For married couples, holding the LLC interest as tenants by the entirety may provide protection from the individual creditors of either spouse. However, TBE ownership does not protect against joint creditors, and there is an open question about whether a TBE-owned LLC is treated as single-member or multi-member for charging order purposes. No Florida court has resolved this issue definitively.

A Florida limited liability limited partnership (LLLP) offers another alternative for owners who cannot practically add a second member. The owner forms an LLLP where the owner holds 100% of the limited partnership interest, and a separate LLC or corporation controlled by the owner serves as the general partner. Florida Statute § 620.8504 provides that a creditor’s exclusive remedy against a judgment debtor’s limited partnership interest is a charging order, without the single-member exception that exists in the LLC statute. The LLLP structure thus achieves charging order exclusivity even with a single economic owner.

Another strategy involves the LLC operating agreement itself. Even in a single-member LLC, the operating agreement can include provisions that make the membership interest less attractive to a creditor who acquires it through foreclosure. For example, the agreement can designate the original owner as a permanent, non-removable manager with exclusive authority over the LLC’s operations and distributions. A creditor who purchases the membership interest at foreclosure would own an LLC it cannot control, which significantly reduces the practical value of the foreclosure remedy. This approach has not been tested in court, but it adds a layer of deterrence within the existing single-member structure.

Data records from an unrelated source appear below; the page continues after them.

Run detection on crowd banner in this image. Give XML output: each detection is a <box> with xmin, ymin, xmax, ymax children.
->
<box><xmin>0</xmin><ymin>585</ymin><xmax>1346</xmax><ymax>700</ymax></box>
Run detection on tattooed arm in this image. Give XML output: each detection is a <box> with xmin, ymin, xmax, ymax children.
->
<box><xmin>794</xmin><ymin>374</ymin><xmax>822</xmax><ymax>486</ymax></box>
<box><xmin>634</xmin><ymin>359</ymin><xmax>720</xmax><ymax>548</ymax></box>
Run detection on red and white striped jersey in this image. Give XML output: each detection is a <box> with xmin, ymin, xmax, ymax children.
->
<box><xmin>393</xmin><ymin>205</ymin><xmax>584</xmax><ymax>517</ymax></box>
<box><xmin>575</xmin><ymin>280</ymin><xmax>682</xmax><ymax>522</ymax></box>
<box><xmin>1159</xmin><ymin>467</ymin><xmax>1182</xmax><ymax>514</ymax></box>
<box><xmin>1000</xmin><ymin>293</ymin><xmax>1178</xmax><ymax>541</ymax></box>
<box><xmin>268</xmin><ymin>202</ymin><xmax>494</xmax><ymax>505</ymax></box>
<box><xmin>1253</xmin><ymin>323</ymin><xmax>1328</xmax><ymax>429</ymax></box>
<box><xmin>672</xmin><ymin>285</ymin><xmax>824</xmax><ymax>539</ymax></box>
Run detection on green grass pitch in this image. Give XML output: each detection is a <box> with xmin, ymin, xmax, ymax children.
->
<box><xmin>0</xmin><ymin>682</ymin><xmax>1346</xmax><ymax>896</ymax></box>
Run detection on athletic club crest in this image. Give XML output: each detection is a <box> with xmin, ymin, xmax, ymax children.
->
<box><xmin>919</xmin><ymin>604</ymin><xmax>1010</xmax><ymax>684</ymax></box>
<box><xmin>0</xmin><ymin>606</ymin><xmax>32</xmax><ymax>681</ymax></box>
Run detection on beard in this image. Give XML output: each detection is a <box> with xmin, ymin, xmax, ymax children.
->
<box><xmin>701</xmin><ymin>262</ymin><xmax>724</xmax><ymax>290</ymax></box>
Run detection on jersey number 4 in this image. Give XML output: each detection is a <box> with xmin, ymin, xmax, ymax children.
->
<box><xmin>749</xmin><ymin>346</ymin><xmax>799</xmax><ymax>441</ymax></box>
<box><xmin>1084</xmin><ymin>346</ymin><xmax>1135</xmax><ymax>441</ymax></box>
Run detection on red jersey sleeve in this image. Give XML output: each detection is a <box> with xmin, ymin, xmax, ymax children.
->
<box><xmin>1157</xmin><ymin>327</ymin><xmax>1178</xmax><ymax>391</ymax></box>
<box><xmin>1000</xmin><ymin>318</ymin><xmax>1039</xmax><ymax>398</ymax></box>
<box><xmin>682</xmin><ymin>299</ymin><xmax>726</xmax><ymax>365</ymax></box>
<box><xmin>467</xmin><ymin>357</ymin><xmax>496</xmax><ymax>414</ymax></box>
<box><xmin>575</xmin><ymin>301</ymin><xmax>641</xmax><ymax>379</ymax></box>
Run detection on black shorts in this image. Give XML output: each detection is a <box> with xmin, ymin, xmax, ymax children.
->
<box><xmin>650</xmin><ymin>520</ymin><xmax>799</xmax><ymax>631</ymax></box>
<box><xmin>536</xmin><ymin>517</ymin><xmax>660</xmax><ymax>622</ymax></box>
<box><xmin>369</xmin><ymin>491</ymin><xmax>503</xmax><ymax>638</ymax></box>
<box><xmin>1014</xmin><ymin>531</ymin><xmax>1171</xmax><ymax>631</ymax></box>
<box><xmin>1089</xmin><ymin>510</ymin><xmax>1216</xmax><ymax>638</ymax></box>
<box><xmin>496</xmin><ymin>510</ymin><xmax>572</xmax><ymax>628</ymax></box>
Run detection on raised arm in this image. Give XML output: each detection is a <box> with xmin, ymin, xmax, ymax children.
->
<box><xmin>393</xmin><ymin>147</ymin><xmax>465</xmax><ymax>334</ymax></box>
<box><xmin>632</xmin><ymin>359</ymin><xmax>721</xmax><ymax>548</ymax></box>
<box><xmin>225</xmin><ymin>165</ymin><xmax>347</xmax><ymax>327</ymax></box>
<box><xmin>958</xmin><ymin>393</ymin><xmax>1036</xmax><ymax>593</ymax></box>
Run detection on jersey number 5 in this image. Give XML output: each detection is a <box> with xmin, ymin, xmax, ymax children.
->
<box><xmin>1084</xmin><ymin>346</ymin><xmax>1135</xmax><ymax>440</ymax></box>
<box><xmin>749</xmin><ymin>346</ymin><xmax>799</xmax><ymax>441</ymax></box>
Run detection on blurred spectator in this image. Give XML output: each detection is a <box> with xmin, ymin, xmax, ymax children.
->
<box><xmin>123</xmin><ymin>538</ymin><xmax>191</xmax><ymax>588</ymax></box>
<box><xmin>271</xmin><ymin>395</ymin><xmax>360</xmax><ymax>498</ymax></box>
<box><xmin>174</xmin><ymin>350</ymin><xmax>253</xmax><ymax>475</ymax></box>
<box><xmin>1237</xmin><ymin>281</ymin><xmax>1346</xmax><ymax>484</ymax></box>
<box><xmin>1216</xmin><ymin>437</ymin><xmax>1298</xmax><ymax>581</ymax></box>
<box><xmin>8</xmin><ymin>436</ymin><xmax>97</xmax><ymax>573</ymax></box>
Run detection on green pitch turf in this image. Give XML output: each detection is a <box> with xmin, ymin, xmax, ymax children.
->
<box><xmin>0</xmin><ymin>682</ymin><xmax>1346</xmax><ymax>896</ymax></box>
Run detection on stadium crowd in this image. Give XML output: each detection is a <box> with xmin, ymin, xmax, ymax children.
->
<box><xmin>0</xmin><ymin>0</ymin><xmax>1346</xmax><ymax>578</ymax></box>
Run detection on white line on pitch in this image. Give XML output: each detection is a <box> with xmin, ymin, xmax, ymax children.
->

When a Single-Member LLC Still Makes Sense

Despite the asset protection limitations, a single-member LLC remains useful in certain situations. The inside liability shield is unaffected by the number of members. If the primary concern is protecting the owner’s personal assets from claims arising out of the LLC’s business activities, a single-member LLC accomplishes that objective. A rental property LLC owned by one person still protects the owner from slip-and-fall claims or tenant disputes related to the property.

Single-member LLCs also serve legitimate purposes unrelated to asset protection. They provide pass-through taxation without the need for a partnership return (the LLC is treated as a disregarded entity for federal tax purposes). They offer organizational flexibility. And they can be converted to multi-member status at any time by adding a second member, provided the conversion is not made in response to an existing or imminent claim, which could constitute a fraudulent transfer.

The key point is that a single-member LLC should not be relied upon as an asset protection tool for the owner’s membership interest. Business owners who want both inside and outside liability protection should structure their LLCs with multiple members or consider alternative entity structures from the outset.